Wayne State University’s Detroit Revitalization Fellows program launched in 2011 with a similar goal: Send 30 young professionals to two-year placements with organizations focused on Detroit’s revitalization efforts and teach them about leadership, urban planning, community and economic development, and residential and commercial real estate development.
Dierdre Greene Groves, the executive director of Challenge Detroit, says not only does her program attract and retain entrepreneurial individuals to Detroit, but it also helps the companies that host her fellows diversify and take advantage of the participants’ “fresh eyes” and innovative way of thinking. “In many instances, our fellows are in new or never-done-before roles,” Groves explains. “Even if it’s a social worker working at a tech company, it’s all about how can we best use a person’s skill set.”

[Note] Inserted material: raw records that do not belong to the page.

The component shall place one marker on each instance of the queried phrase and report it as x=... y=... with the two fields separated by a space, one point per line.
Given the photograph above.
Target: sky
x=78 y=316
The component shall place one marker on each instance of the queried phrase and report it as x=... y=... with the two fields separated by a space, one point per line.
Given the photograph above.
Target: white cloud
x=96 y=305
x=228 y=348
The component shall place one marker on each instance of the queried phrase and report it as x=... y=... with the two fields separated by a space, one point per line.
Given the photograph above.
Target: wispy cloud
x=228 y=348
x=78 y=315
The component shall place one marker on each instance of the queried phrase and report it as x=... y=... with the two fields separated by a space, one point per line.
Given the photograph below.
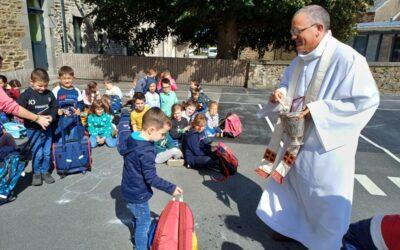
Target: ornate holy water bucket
x=293 y=126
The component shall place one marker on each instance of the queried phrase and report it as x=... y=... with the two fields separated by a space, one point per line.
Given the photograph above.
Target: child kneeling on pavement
x=100 y=126
x=168 y=151
x=139 y=172
x=197 y=146
x=41 y=101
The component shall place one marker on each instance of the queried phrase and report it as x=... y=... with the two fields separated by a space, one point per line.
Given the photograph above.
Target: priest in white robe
x=313 y=203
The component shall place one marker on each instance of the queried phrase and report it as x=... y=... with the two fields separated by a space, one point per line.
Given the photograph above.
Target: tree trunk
x=227 y=39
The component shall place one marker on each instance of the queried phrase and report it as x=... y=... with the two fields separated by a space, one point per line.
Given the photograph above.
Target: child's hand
x=178 y=191
x=49 y=117
x=214 y=146
x=77 y=112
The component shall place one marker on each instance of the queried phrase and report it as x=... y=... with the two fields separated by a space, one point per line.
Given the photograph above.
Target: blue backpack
x=72 y=152
x=11 y=169
x=15 y=129
x=124 y=131
x=3 y=117
x=116 y=104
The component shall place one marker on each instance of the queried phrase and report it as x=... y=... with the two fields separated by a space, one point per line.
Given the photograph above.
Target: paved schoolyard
x=88 y=212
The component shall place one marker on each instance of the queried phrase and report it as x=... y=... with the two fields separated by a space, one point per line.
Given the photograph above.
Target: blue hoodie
x=139 y=173
x=195 y=144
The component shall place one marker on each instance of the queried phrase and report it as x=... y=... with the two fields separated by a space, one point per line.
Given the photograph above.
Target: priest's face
x=305 y=33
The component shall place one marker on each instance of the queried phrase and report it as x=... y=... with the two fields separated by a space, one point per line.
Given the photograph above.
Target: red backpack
x=175 y=229
x=233 y=125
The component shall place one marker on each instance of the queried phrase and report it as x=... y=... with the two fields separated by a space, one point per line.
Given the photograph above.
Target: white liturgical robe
x=313 y=205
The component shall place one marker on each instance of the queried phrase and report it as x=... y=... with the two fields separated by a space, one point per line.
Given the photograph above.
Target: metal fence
x=124 y=68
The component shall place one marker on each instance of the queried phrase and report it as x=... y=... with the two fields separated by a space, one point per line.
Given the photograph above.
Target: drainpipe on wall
x=65 y=44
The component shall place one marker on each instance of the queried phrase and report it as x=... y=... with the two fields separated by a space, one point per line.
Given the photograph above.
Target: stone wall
x=270 y=55
x=387 y=76
x=12 y=31
x=269 y=74
x=387 y=10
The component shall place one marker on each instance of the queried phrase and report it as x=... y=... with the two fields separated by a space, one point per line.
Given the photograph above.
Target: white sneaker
x=175 y=162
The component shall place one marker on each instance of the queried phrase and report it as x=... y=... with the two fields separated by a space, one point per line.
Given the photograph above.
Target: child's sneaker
x=37 y=180
x=175 y=162
x=48 y=178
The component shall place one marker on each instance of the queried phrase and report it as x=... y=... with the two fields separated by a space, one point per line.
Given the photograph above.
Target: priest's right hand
x=276 y=96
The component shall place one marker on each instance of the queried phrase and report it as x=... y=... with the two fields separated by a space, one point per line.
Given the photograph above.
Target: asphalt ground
x=88 y=212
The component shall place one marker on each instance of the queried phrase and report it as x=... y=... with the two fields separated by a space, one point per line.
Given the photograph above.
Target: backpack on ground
x=116 y=104
x=3 y=117
x=72 y=153
x=232 y=126
x=11 y=169
x=124 y=131
x=228 y=161
x=15 y=129
x=175 y=228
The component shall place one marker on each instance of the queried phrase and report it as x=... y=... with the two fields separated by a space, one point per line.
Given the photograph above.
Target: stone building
x=378 y=37
x=31 y=35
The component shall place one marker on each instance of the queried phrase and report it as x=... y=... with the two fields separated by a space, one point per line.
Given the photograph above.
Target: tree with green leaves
x=232 y=25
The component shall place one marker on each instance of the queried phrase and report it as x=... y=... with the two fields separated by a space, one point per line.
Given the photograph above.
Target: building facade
x=32 y=35
x=378 y=37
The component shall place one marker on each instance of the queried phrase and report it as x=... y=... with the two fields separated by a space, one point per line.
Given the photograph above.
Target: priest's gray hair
x=316 y=14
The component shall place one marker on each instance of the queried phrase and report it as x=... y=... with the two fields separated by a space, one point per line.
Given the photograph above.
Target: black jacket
x=38 y=103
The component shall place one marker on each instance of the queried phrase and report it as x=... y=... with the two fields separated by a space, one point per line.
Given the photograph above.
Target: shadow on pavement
x=230 y=246
x=123 y=213
x=246 y=194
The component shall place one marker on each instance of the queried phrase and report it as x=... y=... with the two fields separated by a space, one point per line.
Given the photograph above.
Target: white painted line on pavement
x=389 y=109
x=395 y=180
x=270 y=124
x=237 y=103
x=369 y=185
x=382 y=148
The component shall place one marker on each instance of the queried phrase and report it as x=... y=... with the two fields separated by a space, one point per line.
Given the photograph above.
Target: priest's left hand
x=305 y=113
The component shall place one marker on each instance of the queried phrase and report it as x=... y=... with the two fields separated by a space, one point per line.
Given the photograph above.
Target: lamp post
x=65 y=38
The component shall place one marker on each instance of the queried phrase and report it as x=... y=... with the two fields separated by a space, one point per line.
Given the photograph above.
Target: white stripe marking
x=389 y=109
x=382 y=148
x=269 y=123
x=369 y=185
x=395 y=180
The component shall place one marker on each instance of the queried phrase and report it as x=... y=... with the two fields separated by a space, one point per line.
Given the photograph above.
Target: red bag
x=233 y=125
x=175 y=229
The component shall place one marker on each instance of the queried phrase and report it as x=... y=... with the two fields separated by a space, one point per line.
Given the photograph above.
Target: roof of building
x=379 y=26
x=378 y=4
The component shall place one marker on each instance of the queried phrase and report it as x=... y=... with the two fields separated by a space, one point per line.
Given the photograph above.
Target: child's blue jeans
x=40 y=144
x=141 y=222
x=358 y=236
x=110 y=141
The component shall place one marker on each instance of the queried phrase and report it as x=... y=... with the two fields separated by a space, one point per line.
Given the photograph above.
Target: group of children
x=164 y=130
x=193 y=122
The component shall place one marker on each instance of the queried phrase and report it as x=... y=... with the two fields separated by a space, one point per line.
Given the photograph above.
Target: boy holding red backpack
x=139 y=172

In January 2012, Challenge Detroit received 900 applications and worked with local tech startup HiredMyWay to sort through them. The Detroit Revitalization Fellows received 650 applications for their 30 open slots, demonstrating that the idea of parachuting into Detroit for a year or two of in-the-trenches community development work was vastly appealing to young people just beginning to embark on a career path. That they will be persuaded, through their experiences, to establish roots in Detroit is the goal of both programs’ organizers. “Our hope is that most stay and, while they’re here, they’ll act as ambassadors to others that want to move to the city,” Grove adds.
Ian Studders, an Ohio native and Detroit Revitalization Fellow, believes that the majority of his cohort will stay in Detroit after their fellowship is over. He and his fiancee just bought a co-op unit in the Lafayette Park neighborhood. Asked why Detroit, Studders says that the city always interested him because it was a place that had fallen on hard times and he didn’t quite understand why, given its historical significance and the number of people who felt passionate about the Motor City. “Detroit has a very strong and kind of hard-to-decipher identity,” he explains. “I came from Columbus, which is kind of like Anywhere, USA—it’s special because it’s not special. People [in Detroit] have really strong feelings about the culture, which can both unite and divide.”
Groves agrees that the city has a certain allure for what she calls “grustlers,” a combination of the words grind and hustler. “Lots of them want to start a company or a nonprofit,” she notes. “They see an opportunity here to do that.”
Studders has spent the past year working to oversee the university’s retail spaces, including a new initiative that certifies food trucks that want to set up shop on campus. He considers it his mission to make sure students have good “lifestyle amenities” that enhance Detroit’s attractiveness as a place to settle after college. He says the professional development and mentoring he’s received as part of his fellowship have been invaluable, adding there’s nothing quite like being embedded in the community you hope to join. “Everybody that I first met asked me how much I knew about Detroit,” he says. “I think it would be hard for an outsider to come in and try to use best practices from the field without understanding the context of Detroit.”
Studders says he’s looking forward to the challenge of trying to raise a family in Detroit when child-rearing is often the reason young professionals ultimately flee the city, citing crime and failing schools. “To see what issues there are here with taxes, education, public safety—as a renter, you don’t pay as much attention,” he adds. “But we’re choosing to invest here. For us, it’s kind of a no-brainer.”